In this Special Issue, several excellent review articles were introduced. First of all, Hindi et al. [11] pointed out that there are currently numerous genetic variants and many unknown variants scattered in a complex manner, making it difficult to classify them functionally and clinically. Therefore, it was suggested that collecting samples for familial-based clustered disease could be a good method for solving the complexity. As an example, they introduced familial hypercholesterolemia and pharmacogenomics in a review article [11]. Thiopurine S-methyltransferase (TPMT) is an enzyme involved in the metabolism of thiopurine drugs, and its genotype is used as a good genetic marker to prevent and predict the side effects of these drugs in Caucasians. However, since the frequency of TPMT genetic variants used as predictive markers for adverse drug reactions is quite low in Asians, its application in Asians is very limited. Yoshiro Saito’s group [10] described the recent update of nudix hydrolase 15 (NUDT15) genetic information with thiopurine-induced side effects and its application in Asian races. UGT enzyme is a representative phase II enzyme group and plays an important role in the metabolism of fatty acids, hormones, and drugs. The latest update of genetic variants of UGTs and disease-related information were described [13]. SULT1E1 plays an important role in hormone metabolism and the metabolism of certain drugs, but there has been lack of systematic classification of genetic information of this enzyme with regard to human diseases. Yi et al. [14] have summarized and updated the latest information on expression regulation, clinical role, and genetic variation of this enzyme. Blum et al. [12] proposed a method of reducing the risk of opioid use disorder by evaluating reward-related genetic variants and risk-related genetic variants by applying genetic an addiction risk severity (GARS) test into the dopamine homeostasis-related clinical settings. Most dermatologists take action quickly when severe cutaneous adverse drug reactions (SCAR) occur, but the efforts to prevent them are relatively weak. Ikediobi et al. [15] described how dermatologists used pharmacogenomic information to prevent and diagnose SCAR induced by allopurinol and sulfamethoxazole/trimethoprim, using literature review and clinical cases as examples. This case report is judged to provide useful information with high utility in actual clinical practice.

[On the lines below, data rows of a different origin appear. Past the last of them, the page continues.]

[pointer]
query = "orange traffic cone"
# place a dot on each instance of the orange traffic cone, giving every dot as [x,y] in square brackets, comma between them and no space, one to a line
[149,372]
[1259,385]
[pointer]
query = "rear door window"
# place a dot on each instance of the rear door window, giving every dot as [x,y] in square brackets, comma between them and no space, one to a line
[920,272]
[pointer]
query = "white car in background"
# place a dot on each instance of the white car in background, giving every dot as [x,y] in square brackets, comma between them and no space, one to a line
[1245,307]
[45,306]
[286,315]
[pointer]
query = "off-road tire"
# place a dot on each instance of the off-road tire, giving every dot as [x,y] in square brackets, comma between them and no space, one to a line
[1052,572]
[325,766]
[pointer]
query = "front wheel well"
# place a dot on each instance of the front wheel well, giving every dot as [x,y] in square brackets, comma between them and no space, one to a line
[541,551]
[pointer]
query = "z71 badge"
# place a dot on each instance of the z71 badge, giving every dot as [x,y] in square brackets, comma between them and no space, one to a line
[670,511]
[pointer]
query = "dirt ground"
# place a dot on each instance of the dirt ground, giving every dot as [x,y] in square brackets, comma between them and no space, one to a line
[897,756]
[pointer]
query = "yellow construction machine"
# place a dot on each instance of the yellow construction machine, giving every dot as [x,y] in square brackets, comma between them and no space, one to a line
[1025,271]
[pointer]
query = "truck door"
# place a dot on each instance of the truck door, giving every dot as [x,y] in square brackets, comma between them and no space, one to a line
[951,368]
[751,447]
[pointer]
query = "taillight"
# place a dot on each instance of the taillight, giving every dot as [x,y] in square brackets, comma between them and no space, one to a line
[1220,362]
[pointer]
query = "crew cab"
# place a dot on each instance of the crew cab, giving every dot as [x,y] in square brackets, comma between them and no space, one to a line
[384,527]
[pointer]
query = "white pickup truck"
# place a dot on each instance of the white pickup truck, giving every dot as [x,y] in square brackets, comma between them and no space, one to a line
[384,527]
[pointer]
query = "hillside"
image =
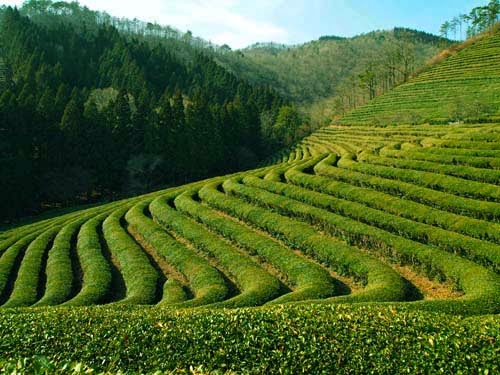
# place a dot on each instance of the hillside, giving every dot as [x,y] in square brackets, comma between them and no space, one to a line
[332,75]
[89,112]
[408,215]
[371,249]
[464,86]
[322,68]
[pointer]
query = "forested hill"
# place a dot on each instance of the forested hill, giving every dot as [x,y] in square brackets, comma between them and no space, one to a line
[463,85]
[87,110]
[353,70]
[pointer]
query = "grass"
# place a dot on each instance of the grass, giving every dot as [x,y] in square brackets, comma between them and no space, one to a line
[384,208]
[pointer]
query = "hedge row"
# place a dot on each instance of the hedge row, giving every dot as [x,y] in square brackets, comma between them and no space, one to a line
[10,258]
[256,285]
[481,287]
[382,283]
[60,278]
[141,278]
[480,229]
[445,201]
[463,172]
[453,185]
[205,281]
[97,277]
[28,281]
[482,252]
[309,280]
[313,339]
[473,161]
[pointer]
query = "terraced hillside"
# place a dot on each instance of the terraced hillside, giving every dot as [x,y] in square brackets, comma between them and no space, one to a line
[463,86]
[377,248]
[407,214]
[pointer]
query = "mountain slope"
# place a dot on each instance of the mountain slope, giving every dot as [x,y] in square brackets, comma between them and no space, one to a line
[323,68]
[395,231]
[464,86]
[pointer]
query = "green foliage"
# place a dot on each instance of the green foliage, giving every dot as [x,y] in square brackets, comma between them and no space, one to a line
[290,340]
[382,283]
[310,281]
[459,85]
[206,283]
[78,122]
[140,277]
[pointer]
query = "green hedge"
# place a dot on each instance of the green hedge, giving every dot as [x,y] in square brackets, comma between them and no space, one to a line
[309,280]
[382,283]
[476,228]
[448,184]
[97,277]
[141,278]
[205,281]
[481,287]
[313,339]
[255,284]
[469,173]
[27,284]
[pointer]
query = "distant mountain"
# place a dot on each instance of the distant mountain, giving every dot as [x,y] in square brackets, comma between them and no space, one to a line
[331,65]
[462,84]
[95,107]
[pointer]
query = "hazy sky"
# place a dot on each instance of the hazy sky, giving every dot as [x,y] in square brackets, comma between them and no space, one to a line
[243,22]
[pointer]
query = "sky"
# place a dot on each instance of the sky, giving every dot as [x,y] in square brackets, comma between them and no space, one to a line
[240,23]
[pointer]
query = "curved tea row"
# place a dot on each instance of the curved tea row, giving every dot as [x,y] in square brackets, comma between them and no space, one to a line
[352,215]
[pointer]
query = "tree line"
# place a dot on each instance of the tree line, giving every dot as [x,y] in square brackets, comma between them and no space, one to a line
[476,21]
[88,113]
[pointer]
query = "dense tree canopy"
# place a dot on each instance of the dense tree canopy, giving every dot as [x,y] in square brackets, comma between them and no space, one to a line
[87,110]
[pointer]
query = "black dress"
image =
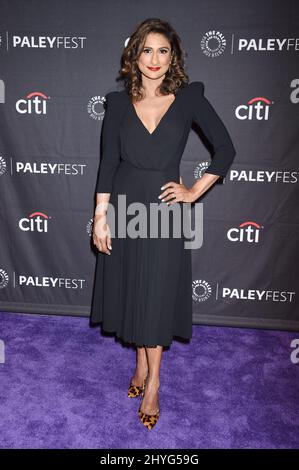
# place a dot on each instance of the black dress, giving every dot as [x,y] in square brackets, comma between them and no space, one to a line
[142,291]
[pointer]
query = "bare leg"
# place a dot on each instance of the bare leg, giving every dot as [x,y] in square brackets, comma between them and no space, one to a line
[141,367]
[150,402]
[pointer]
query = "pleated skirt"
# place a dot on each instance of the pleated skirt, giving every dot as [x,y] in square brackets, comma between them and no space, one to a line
[143,291]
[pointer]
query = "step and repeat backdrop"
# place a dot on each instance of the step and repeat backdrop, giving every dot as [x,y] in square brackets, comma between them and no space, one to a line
[58,60]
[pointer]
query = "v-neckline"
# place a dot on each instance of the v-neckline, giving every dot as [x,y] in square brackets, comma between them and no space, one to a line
[162,118]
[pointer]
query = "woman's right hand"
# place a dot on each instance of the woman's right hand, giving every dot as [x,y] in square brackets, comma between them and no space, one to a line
[101,234]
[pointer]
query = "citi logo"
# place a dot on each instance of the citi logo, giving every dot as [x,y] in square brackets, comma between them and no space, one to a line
[246,232]
[36,222]
[256,108]
[33,103]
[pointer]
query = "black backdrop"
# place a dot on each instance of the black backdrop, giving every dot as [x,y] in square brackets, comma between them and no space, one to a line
[58,59]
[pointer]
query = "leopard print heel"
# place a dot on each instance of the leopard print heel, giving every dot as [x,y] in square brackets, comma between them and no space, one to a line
[148,420]
[135,391]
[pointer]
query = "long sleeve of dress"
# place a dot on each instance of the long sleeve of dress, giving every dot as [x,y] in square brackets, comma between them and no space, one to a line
[110,153]
[212,126]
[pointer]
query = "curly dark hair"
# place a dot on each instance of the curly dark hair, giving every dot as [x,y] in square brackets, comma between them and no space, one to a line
[129,72]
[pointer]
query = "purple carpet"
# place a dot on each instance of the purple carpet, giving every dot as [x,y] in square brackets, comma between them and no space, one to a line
[64,385]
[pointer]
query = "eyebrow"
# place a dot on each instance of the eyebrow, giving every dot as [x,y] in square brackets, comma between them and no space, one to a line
[165,47]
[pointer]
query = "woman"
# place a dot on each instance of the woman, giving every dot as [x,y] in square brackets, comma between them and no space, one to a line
[142,288]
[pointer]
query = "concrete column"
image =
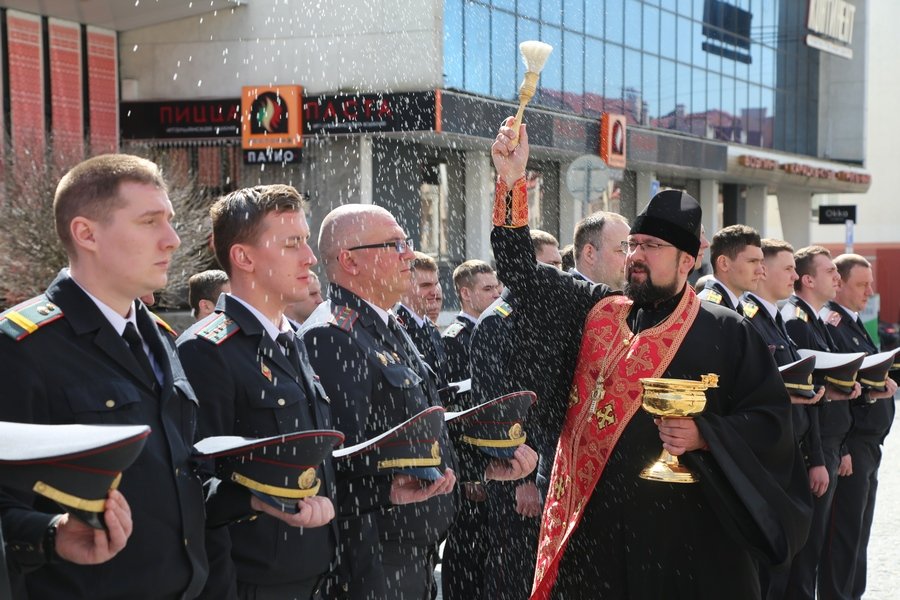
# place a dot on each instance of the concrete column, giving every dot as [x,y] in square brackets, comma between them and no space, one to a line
[756,208]
[365,170]
[479,199]
[709,203]
[642,186]
[571,210]
[795,206]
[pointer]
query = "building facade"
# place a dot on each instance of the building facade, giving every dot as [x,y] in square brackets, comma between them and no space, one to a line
[752,106]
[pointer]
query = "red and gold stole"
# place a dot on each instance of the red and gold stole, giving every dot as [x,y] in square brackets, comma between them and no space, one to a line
[606,393]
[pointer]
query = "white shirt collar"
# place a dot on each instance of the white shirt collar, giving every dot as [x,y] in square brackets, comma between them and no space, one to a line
[577,272]
[734,299]
[270,327]
[420,322]
[383,314]
[468,316]
[772,308]
[115,319]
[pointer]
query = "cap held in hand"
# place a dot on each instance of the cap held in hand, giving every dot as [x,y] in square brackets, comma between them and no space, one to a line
[73,465]
[279,470]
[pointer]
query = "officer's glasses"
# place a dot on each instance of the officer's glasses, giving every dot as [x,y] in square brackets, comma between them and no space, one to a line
[400,246]
[630,246]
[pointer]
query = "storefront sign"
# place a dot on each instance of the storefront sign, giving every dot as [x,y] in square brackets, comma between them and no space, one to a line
[361,113]
[613,139]
[181,119]
[837,214]
[831,24]
[755,162]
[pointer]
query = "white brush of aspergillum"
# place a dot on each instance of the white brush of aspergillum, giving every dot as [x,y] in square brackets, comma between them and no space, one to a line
[534,55]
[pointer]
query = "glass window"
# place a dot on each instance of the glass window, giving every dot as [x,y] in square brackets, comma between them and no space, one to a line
[530,8]
[504,56]
[651,85]
[633,26]
[593,18]
[615,21]
[593,75]
[683,51]
[573,15]
[551,76]
[433,194]
[477,48]
[614,72]
[551,11]
[453,44]
[573,69]
[651,29]
[667,87]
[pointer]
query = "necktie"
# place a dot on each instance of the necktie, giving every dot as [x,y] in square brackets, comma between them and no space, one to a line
[133,339]
[285,339]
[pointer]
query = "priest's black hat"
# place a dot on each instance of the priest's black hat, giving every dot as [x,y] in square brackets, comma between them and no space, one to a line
[837,369]
[495,426]
[873,373]
[74,465]
[279,470]
[412,447]
[673,216]
[797,377]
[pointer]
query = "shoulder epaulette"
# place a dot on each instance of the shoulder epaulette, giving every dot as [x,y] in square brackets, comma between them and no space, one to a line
[712,296]
[503,309]
[343,317]
[750,308]
[24,319]
[163,324]
[454,329]
[218,329]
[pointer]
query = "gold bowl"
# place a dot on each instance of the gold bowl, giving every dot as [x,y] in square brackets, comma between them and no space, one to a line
[674,398]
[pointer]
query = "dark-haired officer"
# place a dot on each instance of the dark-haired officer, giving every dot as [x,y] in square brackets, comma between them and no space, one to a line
[88,351]
[253,380]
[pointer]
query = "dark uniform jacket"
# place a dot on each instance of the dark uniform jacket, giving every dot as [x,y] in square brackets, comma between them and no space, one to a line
[428,341]
[716,293]
[808,331]
[752,480]
[78,369]
[376,380]
[872,419]
[784,351]
[248,387]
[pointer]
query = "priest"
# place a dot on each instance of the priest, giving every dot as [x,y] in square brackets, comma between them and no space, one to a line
[607,533]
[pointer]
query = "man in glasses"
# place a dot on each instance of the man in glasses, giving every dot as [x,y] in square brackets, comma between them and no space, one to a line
[605,530]
[391,524]
[597,249]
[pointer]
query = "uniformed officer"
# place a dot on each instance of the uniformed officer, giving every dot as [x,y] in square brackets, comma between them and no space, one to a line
[411,315]
[761,309]
[462,567]
[816,285]
[391,525]
[254,380]
[842,571]
[88,351]
[736,258]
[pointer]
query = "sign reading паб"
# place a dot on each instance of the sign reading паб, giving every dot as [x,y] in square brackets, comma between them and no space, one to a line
[837,214]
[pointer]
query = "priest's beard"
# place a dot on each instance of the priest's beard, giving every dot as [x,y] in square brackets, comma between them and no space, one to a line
[646,292]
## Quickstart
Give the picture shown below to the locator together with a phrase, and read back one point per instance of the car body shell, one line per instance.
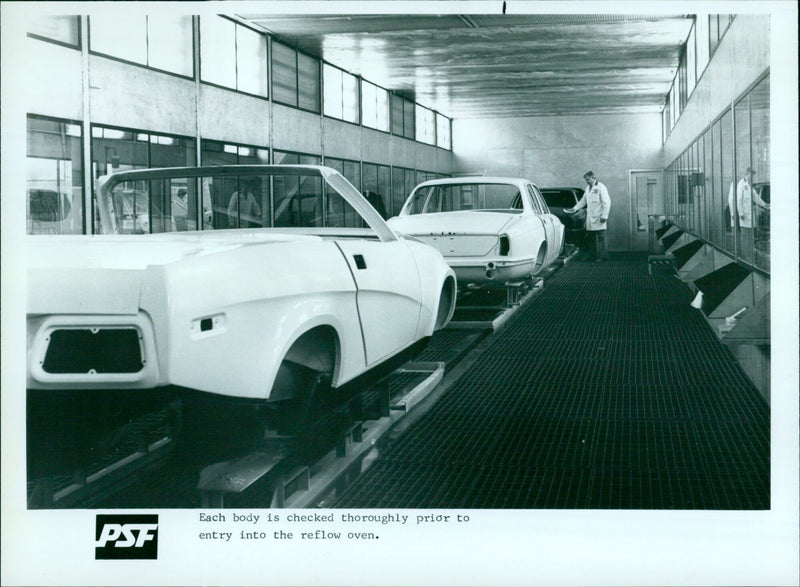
(558, 199)
(486, 246)
(218, 311)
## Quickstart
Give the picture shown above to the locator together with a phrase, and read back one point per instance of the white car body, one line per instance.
(489, 229)
(219, 311)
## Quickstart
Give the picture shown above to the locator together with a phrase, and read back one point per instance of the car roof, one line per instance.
(476, 180)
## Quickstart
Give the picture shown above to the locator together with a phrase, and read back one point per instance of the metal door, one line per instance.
(646, 201)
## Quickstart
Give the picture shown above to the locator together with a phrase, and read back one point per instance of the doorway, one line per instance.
(646, 202)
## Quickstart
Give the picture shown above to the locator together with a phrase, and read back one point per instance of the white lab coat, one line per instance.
(597, 203)
(746, 196)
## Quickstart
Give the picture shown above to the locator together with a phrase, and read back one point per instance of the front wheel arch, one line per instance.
(538, 263)
(447, 303)
(316, 350)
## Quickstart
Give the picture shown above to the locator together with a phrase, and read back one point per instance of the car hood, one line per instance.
(462, 222)
(106, 273)
(141, 251)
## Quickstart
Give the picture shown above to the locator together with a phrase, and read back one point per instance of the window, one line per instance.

Knowledge of pharmacogenomics is becoming important in almost all field of medicine, since a growing number of patients report beneficial effects by genotype analysis. Cutting-edge research in pharmacogenomics aims integrate pharmacogenomics into the clinical field. For pharmacogenomics to be used more extensively in clinical practice, a greater amount of genomic data with functional evidence should be accompanied. The aim of the present Special Issue is to provide functional explanations for individual variations in drug toxicities, drug resistances, and drug sensitivities. Although we did not cover pharmacogenomics in more diverse fields, all authors of this Special Issue are proud to provide substantial and specific pharmacogenomic information for the realization of personalized medicine in their respective fields. We hope that the results, research methods, research theories, and information provided in this Special Issue will be of great help in achieving the personalized medicine we all want.